A grave danger threatening national security is lurking. A critical time is approaching and abundant precursors warrant the concern. Make no mistake, the worries are not hatched from thin air.
What are these ominous signs?
The Hualien County commissioner announced that in the middle of next month, direct commercial flights between Hualien Airport and several Chinese cities would begin.
With that, a nightmarish air defense hole will be opened wide. Disguised as a commercial airliner, a Chinese military plane could easily land 200 fully equipped special operations personnel per aircraft after a flight time of less than 30 minutes. Within two hours and with half a dozen planes, a whole battalion could commandeer the airport and control the nation’s northeastern air space. Chiashan Air Base, a facility dug into a nearby mountain, would be rendered inoperable. With a lightning-quick strike, China could deny US or Japanese intervention from Guam and Okinawa.
Even more worrisome, Chinese visitors are flooding to Taiwan. Last year alone, more than 1 million were roaming the nation with almost no restrictions. Some of the visitors are believed to be saboteurs — highly trained People’s Liberation Army members. Even if the number is less than 1 percent, the potential damage they could do is horrifying. The agents, when the time comes, could mercilessly slaughter local leaders.

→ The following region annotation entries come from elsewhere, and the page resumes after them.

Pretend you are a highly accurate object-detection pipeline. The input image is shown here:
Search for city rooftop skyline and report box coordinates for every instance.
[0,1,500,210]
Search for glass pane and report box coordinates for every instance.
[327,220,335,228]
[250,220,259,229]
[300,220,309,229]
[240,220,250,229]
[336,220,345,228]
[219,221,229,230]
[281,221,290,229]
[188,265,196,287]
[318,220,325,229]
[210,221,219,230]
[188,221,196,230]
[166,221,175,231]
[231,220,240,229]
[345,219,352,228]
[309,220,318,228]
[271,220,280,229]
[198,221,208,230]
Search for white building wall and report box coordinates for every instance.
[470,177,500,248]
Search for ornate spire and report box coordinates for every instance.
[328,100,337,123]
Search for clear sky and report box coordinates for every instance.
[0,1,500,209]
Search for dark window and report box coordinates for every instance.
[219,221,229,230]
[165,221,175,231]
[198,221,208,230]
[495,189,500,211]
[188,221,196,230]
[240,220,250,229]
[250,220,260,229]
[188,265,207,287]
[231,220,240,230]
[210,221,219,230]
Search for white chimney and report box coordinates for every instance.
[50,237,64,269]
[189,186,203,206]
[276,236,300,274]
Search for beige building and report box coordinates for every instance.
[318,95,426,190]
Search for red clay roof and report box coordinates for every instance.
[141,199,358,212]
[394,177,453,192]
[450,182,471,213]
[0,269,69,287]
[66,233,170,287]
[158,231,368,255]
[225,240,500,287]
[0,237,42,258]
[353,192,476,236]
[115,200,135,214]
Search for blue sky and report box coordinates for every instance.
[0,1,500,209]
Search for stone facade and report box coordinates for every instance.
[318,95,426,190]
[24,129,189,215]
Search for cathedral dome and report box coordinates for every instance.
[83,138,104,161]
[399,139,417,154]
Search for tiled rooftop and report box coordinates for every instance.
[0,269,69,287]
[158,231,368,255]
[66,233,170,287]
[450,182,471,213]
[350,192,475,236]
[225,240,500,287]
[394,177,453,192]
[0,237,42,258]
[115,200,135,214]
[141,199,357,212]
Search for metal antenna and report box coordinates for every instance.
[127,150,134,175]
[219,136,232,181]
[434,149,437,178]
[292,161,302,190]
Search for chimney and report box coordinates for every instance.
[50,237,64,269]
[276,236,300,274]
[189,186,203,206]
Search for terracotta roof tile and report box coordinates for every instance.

In the past few years, classified information about the nation’s weapon depots has most likely been compromised. In addition, a significant number of businesspeople and politicians are willing to trade Taiwan’s security for financial gain. Some retired high-ranking military officers have openly committed treason in word and deed by siding with Beijing on ceremonial occasions. Worse yet, such traitorous acts seem to be sanctioned and encouraged by the Chinese Nationalist Party (KMT). A disloyal defense does not need a subversive intrusion to fail.
Against these dark forces, civilian sectors seem utterly unprepared to defend the nation. Most Taiwanese are not trained to operate the simplest of firearms, let alone semiautomatic or fully automatic guns.
Taiwanese tend to be more docile and timid when it comes to a showdown. A lack of strong core values and, if the values arise, resolve to vehemently express and defend them is true of individuals and leaders. People who instinctively submit condemn themselves to eternal slavery. This is a lesson nobody should learn by experience.
Beside the internal factors, the international environment does not look helpful. The US has its hands full dealing with events in the Middle East, north Africa, Ukraine and North Korea. US President Barack Obama’s worldview places Taiwan at best at the bottom of his agenda.
The situation is not likely to improve next year when the Republican and Democratic parties are set to engage in a fierce fight for the White House. With such high stakes on the table, neither side would spare any time for Taiwan. Given such an attention deficiency, Beijing will certainly take any opportunity it can.
Similarly, next year, Taiwan will be in an awkward position with a new leader elected five months before the current one leaves office in May.
A weakened US, a bellicose Russia, an unpredictable North Korea, a burning Ukraine, a chaotic Middle East, a nationalistic Beijing and a Taiwan infested by hostile agents, foreign and domestic, would be a perfect storm, one that forecasters should be expecting to make landfall.
Kengchi Goah is a senior research fellow at the Taiwan Public Policy Council in the US.